When enabled, auto-scaling monitors the CPU utilization of your instances every 15s and if it is seen above the configured threshold more instances are started, up to the configured maximum. This ensures your instances are not overloaded and that you can serve all requests promptly, whilst also ensuring your infrastructure is cost-efficient as extra instances are only added when required and are then removed. Auto-scaling is configured per deployment target but occurs per PoP. For example, if a 'North America' deployment target configured with the PoP locations Ashburn, Dallas & New York has auto-scaling enabled when CPU Util% is above 50% and the Dallas PoP instance has 70% CPU Util with only 30% CPU Util seen in Ashburn and New York, then a new instance will be created in Dallas only.
Instances are automatically scaled down when they are at least 10% lower than the defined threshold 5 mins after the last auto-scale action.
If your workload is configured with an Anycast IP address requests will automatically be routed to the new instances as soon as they are ready, as determined by readiness probes.
Container workloads will auto-scale using the currently configured image.
Virtual Machine Behaviour
Virtual machine workloads will auto-scale with the configured base image. As this image will require configuration you should ensure that cloud-init user data is configured, along with readiness probes, to ensure that your virtual machines are configured correctly before they are added to the anycast IP routing.
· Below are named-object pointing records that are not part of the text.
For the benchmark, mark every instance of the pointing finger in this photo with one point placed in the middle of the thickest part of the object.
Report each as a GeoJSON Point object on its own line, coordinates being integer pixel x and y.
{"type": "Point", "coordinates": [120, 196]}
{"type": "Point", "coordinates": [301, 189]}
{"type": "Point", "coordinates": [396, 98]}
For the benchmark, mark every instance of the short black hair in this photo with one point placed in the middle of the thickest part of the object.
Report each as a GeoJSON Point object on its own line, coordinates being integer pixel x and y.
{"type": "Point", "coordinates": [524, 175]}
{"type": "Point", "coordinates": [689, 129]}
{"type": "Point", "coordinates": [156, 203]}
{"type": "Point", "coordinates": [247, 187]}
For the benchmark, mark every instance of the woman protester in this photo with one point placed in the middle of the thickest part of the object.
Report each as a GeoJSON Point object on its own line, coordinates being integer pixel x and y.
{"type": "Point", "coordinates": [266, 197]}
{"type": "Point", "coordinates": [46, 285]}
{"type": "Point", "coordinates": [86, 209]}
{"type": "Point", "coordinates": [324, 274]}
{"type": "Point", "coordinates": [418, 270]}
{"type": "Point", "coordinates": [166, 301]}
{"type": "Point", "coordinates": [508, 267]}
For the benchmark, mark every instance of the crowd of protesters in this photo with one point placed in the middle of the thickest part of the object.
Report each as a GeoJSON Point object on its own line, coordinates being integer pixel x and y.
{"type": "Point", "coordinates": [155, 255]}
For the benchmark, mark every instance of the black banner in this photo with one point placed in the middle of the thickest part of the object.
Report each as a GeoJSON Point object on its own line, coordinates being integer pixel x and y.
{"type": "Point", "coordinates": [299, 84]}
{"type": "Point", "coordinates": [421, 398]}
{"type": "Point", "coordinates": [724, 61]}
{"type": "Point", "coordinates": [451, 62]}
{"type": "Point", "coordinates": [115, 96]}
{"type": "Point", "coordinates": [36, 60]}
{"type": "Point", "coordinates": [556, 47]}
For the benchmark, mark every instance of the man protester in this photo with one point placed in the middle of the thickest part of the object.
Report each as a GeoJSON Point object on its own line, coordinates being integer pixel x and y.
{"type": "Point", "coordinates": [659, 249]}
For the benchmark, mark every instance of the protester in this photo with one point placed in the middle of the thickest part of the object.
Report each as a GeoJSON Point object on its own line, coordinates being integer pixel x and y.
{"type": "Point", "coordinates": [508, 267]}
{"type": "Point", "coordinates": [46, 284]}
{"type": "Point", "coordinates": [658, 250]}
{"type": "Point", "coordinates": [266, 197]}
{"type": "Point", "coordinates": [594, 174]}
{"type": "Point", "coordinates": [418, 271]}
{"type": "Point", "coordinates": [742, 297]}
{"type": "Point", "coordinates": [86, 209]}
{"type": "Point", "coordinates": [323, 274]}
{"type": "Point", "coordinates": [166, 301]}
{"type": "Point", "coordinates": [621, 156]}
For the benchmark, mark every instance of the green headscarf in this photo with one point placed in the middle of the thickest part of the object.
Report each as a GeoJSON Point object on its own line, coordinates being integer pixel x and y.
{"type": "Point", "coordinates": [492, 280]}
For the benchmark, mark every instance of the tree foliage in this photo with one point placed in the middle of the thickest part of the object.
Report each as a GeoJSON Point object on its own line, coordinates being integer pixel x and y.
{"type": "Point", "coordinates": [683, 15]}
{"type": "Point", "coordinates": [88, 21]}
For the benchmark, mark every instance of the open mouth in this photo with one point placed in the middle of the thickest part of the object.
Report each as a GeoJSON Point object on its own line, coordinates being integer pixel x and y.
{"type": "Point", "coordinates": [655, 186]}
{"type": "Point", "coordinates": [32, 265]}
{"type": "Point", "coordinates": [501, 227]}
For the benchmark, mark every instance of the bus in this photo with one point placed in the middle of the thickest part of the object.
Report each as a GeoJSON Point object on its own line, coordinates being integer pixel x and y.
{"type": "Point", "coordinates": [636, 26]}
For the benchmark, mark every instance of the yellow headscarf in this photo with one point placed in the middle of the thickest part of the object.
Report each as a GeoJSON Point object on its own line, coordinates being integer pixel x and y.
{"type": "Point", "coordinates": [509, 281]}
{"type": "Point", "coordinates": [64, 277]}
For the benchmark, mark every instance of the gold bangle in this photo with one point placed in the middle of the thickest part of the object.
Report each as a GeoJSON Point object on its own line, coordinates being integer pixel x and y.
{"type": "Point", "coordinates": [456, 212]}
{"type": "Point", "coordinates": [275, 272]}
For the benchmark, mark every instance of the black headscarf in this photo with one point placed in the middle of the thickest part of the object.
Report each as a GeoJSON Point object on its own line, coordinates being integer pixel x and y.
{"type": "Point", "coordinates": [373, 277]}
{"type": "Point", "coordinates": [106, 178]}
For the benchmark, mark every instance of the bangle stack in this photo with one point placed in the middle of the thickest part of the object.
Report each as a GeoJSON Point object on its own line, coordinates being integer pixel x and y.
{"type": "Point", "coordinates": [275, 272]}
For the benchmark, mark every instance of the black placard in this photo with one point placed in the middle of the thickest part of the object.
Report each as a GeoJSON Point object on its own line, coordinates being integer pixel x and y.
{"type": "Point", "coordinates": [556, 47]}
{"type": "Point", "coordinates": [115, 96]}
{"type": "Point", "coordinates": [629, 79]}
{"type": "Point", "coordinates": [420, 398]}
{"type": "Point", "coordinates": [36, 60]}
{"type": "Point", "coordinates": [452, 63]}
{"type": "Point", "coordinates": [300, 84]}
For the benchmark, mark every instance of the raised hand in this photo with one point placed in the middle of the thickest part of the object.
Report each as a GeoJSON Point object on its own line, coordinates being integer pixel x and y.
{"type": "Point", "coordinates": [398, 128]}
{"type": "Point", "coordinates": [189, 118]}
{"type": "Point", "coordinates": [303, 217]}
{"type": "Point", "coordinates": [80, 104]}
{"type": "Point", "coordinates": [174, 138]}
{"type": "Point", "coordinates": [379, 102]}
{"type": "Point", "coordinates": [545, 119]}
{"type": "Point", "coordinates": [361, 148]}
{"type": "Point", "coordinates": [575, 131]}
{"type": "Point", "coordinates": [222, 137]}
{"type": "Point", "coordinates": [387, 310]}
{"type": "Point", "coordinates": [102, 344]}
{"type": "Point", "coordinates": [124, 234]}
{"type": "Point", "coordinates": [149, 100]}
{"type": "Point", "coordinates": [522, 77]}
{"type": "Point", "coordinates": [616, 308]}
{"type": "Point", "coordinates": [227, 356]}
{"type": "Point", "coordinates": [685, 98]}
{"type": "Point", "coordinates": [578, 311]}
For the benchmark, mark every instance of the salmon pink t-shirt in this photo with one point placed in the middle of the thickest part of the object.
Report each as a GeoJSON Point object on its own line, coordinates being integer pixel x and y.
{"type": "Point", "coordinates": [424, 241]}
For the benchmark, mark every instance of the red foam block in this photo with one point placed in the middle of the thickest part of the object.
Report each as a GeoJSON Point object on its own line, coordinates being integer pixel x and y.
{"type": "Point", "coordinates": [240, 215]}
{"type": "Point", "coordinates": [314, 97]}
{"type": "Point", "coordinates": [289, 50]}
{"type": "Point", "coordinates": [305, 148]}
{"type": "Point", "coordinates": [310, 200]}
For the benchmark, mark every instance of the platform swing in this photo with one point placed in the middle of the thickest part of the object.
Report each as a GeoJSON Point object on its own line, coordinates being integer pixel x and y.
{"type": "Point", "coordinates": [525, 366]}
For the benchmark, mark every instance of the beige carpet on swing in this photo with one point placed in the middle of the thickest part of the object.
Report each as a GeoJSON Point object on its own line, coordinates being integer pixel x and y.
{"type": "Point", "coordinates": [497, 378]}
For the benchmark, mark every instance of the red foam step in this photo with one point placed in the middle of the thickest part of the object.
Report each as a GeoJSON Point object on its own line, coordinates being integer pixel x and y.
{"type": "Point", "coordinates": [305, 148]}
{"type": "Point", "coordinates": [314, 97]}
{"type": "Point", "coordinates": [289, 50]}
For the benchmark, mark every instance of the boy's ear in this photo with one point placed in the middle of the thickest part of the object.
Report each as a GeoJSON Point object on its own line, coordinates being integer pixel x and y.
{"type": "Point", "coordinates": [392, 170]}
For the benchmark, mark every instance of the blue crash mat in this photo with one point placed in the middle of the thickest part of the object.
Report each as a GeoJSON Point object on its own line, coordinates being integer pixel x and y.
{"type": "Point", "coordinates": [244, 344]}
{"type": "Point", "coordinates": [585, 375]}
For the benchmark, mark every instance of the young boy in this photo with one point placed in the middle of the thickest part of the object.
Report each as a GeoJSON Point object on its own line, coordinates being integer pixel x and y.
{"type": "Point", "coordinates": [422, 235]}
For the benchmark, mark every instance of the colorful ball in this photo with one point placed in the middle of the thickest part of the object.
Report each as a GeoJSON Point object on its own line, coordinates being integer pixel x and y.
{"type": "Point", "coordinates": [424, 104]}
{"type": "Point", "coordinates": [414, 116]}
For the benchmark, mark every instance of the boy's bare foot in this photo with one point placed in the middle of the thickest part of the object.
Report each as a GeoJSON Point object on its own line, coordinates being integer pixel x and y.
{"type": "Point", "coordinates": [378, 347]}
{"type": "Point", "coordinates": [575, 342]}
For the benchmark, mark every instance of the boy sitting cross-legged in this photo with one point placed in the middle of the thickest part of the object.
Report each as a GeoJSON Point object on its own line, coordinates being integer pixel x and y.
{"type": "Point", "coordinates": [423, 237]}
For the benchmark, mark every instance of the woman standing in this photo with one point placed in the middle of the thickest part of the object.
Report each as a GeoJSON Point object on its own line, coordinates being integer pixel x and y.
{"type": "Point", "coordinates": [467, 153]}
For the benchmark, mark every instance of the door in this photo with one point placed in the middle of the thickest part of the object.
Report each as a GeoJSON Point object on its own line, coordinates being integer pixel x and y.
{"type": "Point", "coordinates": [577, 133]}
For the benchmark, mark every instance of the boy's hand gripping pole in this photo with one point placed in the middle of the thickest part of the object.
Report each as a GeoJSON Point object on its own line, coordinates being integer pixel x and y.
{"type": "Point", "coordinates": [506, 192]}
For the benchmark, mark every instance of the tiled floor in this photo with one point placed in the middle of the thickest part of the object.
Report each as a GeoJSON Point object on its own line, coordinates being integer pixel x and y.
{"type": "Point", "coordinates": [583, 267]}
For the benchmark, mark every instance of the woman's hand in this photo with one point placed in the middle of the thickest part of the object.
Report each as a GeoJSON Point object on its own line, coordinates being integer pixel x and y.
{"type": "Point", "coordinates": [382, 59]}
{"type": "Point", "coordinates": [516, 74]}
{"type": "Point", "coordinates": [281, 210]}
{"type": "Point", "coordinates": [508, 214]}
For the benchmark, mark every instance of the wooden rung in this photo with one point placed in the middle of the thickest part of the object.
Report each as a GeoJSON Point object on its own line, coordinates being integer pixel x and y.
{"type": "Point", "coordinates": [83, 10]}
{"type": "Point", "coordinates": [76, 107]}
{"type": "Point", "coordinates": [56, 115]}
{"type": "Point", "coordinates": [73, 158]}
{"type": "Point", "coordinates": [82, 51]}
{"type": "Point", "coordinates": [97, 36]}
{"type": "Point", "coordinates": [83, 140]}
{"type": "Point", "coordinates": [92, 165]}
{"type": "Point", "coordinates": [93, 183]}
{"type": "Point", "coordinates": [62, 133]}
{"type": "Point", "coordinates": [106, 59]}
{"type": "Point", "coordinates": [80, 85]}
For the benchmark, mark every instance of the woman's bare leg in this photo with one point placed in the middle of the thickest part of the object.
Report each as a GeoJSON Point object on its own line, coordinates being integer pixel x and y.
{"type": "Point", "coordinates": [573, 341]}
You can configure auto-scaling when creating your workload, or after it has been created. When creating or updating your workload simply navigate to your deployment targets and click the `Enable Auto Scaling` checkbox. This will present 3 new inputs; 'Instances Per PoP Min', 'Instances Per PoP Max' and 'CPU Utilization'. Instances Per PoP defines the minimum and maximum amount of instances that can be created per PoP when auto-scaling. The CPU Utilization input defines the CPU Utilization threshold at which auto-scaling occurs.
It's possible to have a different auto-scaling configuration for each deployment target in your workload allowing you more granular control, as seen in the example below:
Once you've added auto-scaling to your configuration simply save the workload for it to be enabled.
The use of auto-scaling does not incur any unique fees, only the cost associated with leveraging a higher quantity of our existing services.